I have done a sched_setaffinity test in Linux in a server with 1 socket ,4 cores , the following /proc/cpuinfo showes the cpu information :
processor : 0
model name : Intel(R) Core(TM)2 Quad CPU Q8400 @ 2.66GHz
cache size : 2048 KB
physical id : 0
siblings : 4
cpu cores : 4
processor : 1
model name : Intel(R) Core(TM)2 Quad CPU Q8400 @ 2.66GHz
cache size : 2048 KB
physical id : 0
siblings : 4
cpu cores : 4
processor : 2
model name : Intel(R) Core(TM)2 Quad CPU Q8400 @ 2.66GHz
cache size : 2048 KB
physical id : 0
siblings : 4
cpu cores : 4
processor : 3
model name : Intel(R) Core(TM)2 Quad CPU Q8400 @ 2.66GHz
cache size : 2048 KB
physical id : 0
siblings : 4
cpu cores : 4
I have a simple test application :
struct foo {
int x;
int y;
} ;
//globar var
volatile struct foo fvar ;
pid_t gettid( void )
{
return syscall( __NR_gettid );
}
void *test_func0(void *arg)
{
int proc_num = (int)(long)arg;
cpu_set_t set;
CPU_ZERO( &set );
CPU_SET( proc_num, &set );
printf("proc_num=(%d)\n",proc_num) ;
if (sched_setaffinity( gettid(), sizeof( cpu_set_t ), &set ))
{
perror( "sched_setaffinity" );
return NULL;
}
int i=0;
for(i=0;i<1000000000;++i){
__sync_fetch_and_add(&fvar.x,1);
}
return NULL;
} //test_func0
compiled : gcc testsync.c -D_GNU_SOURCE -lpthread -o testsync.exe The following is the test results :
2 threads running test_func0 in core 0,1 take 35 secs ;
2 threads running test_func0 in core 0,2 take 55 secs ;
2 threads running test_func0 in core 0,3 take 55 secs ;
2 threads running test_func0 in core 1,2 take 55 secs ;
2 threads running test_func0 in core 1,3 take 55 secs ;
2 threads running test_func0 in core 2,3 take 35 secs ;
I wonder why 2 threads running in core (0,1) or in core(2,3) would be much faster in others ? if I running 2 threads at the same core , like core(1,1) , core(2,2),core(3,3) , that would be take 28 secs , also confused why this happen ?

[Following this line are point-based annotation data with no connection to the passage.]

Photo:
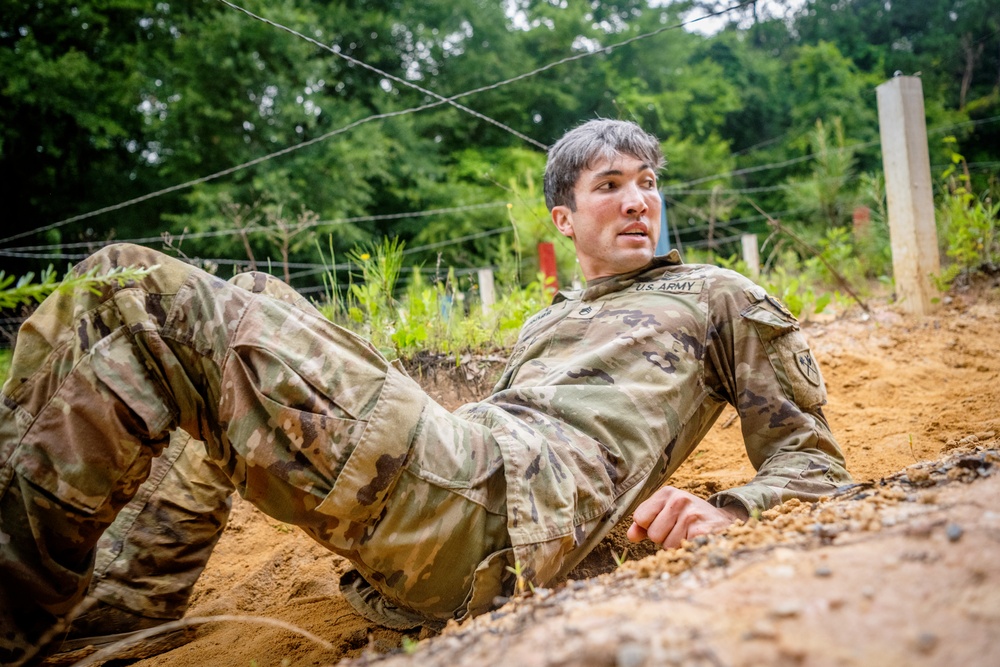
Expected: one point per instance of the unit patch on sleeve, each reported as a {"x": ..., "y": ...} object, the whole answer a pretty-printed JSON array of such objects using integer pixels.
[
  {"x": 807, "y": 366},
  {"x": 585, "y": 311},
  {"x": 676, "y": 286}
]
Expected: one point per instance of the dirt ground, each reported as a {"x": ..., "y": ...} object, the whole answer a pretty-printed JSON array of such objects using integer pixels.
[{"x": 903, "y": 569}]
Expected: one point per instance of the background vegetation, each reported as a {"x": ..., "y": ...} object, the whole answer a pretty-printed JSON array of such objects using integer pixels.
[{"x": 107, "y": 102}]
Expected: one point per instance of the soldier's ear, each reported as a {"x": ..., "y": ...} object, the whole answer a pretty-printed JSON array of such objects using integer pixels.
[{"x": 562, "y": 217}]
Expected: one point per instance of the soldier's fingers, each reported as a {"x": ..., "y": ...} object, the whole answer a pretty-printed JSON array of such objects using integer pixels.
[
  {"x": 648, "y": 510},
  {"x": 636, "y": 533},
  {"x": 661, "y": 526},
  {"x": 680, "y": 530}
]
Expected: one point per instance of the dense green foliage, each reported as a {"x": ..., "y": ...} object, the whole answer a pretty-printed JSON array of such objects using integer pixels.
[{"x": 104, "y": 102}]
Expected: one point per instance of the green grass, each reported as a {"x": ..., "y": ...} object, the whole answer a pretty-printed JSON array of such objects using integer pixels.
[{"x": 4, "y": 364}]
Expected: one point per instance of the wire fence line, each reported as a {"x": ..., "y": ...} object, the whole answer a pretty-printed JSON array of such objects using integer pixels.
[
  {"x": 380, "y": 116},
  {"x": 293, "y": 228}
]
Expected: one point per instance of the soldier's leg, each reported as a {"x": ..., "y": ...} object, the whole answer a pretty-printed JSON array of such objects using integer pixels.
[
  {"x": 153, "y": 553},
  {"x": 151, "y": 556},
  {"x": 281, "y": 398}
]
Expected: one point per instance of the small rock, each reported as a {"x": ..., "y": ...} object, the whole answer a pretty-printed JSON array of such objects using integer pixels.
[
  {"x": 953, "y": 531},
  {"x": 761, "y": 629},
  {"x": 926, "y": 642},
  {"x": 788, "y": 609},
  {"x": 631, "y": 654},
  {"x": 718, "y": 559}
]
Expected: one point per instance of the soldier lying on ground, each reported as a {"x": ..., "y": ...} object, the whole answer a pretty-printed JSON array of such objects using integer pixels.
[{"x": 607, "y": 391}]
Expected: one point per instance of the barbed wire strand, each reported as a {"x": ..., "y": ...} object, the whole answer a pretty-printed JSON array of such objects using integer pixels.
[
  {"x": 361, "y": 121},
  {"x": 216, "y": 233},
  {"x": 383, "y": 73}
]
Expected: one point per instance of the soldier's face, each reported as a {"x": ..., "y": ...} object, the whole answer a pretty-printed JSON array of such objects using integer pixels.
[{"x": 617, "y": 219}]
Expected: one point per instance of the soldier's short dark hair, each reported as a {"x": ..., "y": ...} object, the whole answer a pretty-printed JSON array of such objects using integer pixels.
[{"x": 597, "y": 139}]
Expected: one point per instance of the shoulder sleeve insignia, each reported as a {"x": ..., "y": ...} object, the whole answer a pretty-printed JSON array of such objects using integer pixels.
[{"x": 807, "y": 366}]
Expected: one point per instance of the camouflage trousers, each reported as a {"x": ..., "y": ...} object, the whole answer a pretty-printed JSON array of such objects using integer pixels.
[
  {"x": 305, "y": 420},
  {"x": 150, "y": 557}
]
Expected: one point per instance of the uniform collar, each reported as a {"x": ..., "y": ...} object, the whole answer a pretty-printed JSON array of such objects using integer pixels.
[{"x": 600, "y": 286}]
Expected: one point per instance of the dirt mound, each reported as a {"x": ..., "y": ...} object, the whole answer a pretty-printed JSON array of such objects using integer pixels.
[
  {"x": 897, "y": 572},
  {"x": 901, "y": 570}
]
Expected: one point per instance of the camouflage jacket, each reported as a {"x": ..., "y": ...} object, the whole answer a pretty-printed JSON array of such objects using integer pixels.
[{"x": 608, "y": 390}]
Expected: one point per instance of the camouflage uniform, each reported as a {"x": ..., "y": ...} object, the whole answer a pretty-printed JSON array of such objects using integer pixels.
[{"x": 605, "y": 394}]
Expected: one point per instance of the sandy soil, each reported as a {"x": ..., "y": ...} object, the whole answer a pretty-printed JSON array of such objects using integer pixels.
[{"x": 899, "y": 571}]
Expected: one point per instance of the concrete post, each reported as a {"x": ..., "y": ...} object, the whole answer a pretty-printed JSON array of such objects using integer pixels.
[
  {"x": 905, "y": 159},
  {"x": 751, "y": 254},
  {"x": 487, "y": 294}
]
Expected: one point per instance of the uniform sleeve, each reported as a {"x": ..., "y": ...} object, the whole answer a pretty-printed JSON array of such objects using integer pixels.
[{"x": 759, "y": 361}]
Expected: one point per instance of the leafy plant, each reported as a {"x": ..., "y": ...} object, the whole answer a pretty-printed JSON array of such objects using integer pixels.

Cores 0 and 1 share an L2 cache, and so do cores 2 and 3. Running on two cores that share the cache makes the shared variable stay in the L2 cache, which makes things faster.
This is not true in today's Intel processors, where L2 is per core. But on the CPU you're using, this is how it works (it's actually a quad-core CPU made by gluing together two dual-core CPUs).